Non-destructive assessment of tissue engineered cartilage maturity using visible and near infrared spectroscopy combined with machine learning.
Journal:
Biosensors & bioelectronics
Published Date:
Oct 15, 2025
Abstract
Tissue engineering is a promising approach to address the unmet clinical need for treating cartilage damage. Monitoring the characteristics of tissue-engineered cartilage constructs (TECs) during culture is critical for optimizing culture conditions and assessing TEC development. An important characteristic of TEC development is the ratio of glycosaminoglycans (GAGs) to DNA. However, current methods for quantifying GAGs and DNA are destructive, making them impractical for longitudinal monitoring. This study investigates the potential of optical spectroscopy in the visible and near-infrared (NIR) ranges coupled with machine learning (ML) for non-destructive prediction of GAGs and DNA in TECs. Six types of TECs were incubated for 7 or 28 days (n = 6 × 2 × 3). Spectral data were acquired from the constructs in the NIR and visible-short-NIR (VIS-SNIR) ranges using a fiber-optic probe and a multichannel spectrometer, followed by biochemical quantification of GAGs and DNA. ML models were developed for predicting the GAGs and DNA from the spectra and evaluated by leave-one-sample-out cross-validation after determining the optimal spectral range, preprocessing method, and ML algorithm.
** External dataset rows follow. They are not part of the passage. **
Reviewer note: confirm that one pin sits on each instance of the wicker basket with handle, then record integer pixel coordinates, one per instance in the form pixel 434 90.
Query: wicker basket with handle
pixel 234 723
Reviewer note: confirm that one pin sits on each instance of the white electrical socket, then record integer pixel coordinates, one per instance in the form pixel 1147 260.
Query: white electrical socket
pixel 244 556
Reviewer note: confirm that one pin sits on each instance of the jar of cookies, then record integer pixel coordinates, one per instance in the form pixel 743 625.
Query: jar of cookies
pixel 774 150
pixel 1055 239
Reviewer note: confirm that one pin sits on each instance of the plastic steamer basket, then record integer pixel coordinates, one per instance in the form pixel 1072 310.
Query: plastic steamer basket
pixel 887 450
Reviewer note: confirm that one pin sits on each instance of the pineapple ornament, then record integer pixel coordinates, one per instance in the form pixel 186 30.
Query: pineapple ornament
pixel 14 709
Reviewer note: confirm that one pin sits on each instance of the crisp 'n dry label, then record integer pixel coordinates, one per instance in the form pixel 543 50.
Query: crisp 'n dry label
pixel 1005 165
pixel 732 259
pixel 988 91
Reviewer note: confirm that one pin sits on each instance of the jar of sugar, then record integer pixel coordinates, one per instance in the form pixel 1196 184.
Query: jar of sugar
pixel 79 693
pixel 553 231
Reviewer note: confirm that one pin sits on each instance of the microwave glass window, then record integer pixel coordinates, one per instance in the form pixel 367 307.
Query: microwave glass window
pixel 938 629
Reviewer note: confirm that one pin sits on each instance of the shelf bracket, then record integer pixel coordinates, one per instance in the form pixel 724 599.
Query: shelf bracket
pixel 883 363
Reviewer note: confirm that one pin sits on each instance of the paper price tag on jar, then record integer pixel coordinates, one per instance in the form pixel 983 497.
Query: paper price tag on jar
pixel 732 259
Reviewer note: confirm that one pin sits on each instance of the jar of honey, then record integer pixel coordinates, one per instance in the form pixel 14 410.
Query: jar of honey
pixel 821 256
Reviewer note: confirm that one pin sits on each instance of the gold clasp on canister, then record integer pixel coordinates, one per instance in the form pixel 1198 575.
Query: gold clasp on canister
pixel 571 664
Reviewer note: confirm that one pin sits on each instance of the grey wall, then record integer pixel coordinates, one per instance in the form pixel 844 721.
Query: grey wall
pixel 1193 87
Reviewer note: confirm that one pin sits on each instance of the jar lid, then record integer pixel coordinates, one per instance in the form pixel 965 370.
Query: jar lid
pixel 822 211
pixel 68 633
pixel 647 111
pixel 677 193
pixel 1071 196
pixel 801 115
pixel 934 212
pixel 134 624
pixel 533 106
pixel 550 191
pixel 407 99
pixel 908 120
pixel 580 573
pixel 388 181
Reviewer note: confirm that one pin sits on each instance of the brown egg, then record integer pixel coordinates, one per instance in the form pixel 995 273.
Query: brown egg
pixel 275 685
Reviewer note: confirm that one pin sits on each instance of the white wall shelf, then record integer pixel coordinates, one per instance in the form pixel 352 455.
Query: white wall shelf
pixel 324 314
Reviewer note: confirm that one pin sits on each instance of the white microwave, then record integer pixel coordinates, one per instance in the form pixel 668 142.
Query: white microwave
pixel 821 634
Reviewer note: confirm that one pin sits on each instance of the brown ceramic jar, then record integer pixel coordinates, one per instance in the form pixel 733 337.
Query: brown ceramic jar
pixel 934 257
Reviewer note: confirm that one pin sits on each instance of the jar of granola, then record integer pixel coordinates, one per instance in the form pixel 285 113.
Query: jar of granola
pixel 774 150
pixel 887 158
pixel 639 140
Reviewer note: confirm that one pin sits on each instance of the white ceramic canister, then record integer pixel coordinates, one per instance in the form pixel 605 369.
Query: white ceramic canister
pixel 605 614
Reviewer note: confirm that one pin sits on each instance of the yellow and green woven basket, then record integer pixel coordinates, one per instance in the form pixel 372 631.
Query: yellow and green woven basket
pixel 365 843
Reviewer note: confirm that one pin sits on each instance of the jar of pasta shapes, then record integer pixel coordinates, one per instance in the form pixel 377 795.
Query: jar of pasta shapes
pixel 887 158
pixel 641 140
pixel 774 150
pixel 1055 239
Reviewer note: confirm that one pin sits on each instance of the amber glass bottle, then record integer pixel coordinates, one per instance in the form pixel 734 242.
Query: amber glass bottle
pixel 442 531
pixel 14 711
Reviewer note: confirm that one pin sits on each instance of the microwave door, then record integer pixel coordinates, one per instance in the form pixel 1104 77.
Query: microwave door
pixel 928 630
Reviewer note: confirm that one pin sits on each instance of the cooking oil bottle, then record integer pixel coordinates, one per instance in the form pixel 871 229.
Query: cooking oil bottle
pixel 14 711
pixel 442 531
The performance of the models for predicting the construct's relative maturity (based on culture duration) using the predicted GAGs/DNA ratio was also evaluated. A NIR-based model was optimal for DNA content prediction (R = 0.81), while a VIS-SNIR-based model was optimal for GAGs prediction (R = 0.79). The predicted GAGs/DNA ratios were 100 % accurate in distinguishing immature TECs from more mature ones. Thus, optical spectroscopy combined with ML can enable non-destructive prediction of the maturity of TECs via predicting their DNA and GAG contents.